Patch commute has the potential to update the context and transformation the patches it swaps OR it could update the context and leave the state transformations equal to what they were in the input. Patch commute can also fail, but we’re ignoring that case for the moment.
Thinking back to how we arrived at the need for context, you might notice that for each context, that is each sequence of operations, we get one unique repository state. This is a very important property of context. Without it, context wouldn’t really be useful. Also, notice that the opposite is not true, repository state does not determine the context. Which makes sense, because there are lots of operations you can do that get the repository to a particular state, so given a state how do you know what was done?
The next important property we want for commuting patches is that once two patches have been commuted, you can commute them again to undo the commutation. In fact, it turns out the examples above are saying we want contexts to determine the same state if you commute the patches inside the context (again, context is a sequence of patches!).
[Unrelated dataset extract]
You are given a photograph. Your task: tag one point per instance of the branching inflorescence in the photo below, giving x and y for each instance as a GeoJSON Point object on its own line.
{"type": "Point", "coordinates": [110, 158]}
For \(R\) to be an equivalence relation, we need three things:
- \(x\) \(R\) \(x\), is true for all \(x\)
- if \(x\) \(R\) \(y\) then \(y\) \(R\) \(x\)
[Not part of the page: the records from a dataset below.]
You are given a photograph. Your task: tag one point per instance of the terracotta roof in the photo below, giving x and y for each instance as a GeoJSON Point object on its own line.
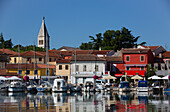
{"type": "Point", "coordinates": [4, 73]}
{"type": "Point", "coordinates": [68, 48]}
{"type": "Point", "coordinates": [104, 52]}
{"type": "Point", "coordinates": [63, 61]}
{"type": "Point", "coordinates": [28, 66]}
{"type": "Point", "coordinates": [37, 53]}
{"type": "Point", "coordinates": [151, 47]}
{"type": "Point", "coordinates": [8, 51]}
{"type": "Point", "coordinates": [86, 57]}
{"type": "Point", "coordinates": [114, 58]}
{"type": "Point", "coordinates": [134, 50]}
{"type": "Point", "coordinates": [166, 54]}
- if \(x\) \(R\) \(y\) and \(y\) \(R\) \(z\) then \(x\) \(R\) \(z\)
Here, we replace \(x\) \(R\) \(y\) with “the sequencing, or order, of \(x\) can be obtained by commuting adjacent elements of \(y\)”. Roughly how to prove each:
either claim that 0 commutes satisfies definition of \(R\) or check that commute is self-inverting relies on self-inverting nature, I think messier but should still be provable
I’m pretty sure both (2) and (3) could be done with a brute force proof that considered all the pairings of patch types in their general cases. Start with all sequences of length 2, then 3 and I think at that point you could make an inductive argument to hit sequences of length \(n\). This would be a lot of work, and I’m not convinced it could be fully automated.
Why would we want to show the above? Showing that \(R\) is a relation would tell us that sequences of patches are equivalent under commute. Now, combine this with the idea that context determines the state uniquely and now we know sets of patches uniquely determine your repository.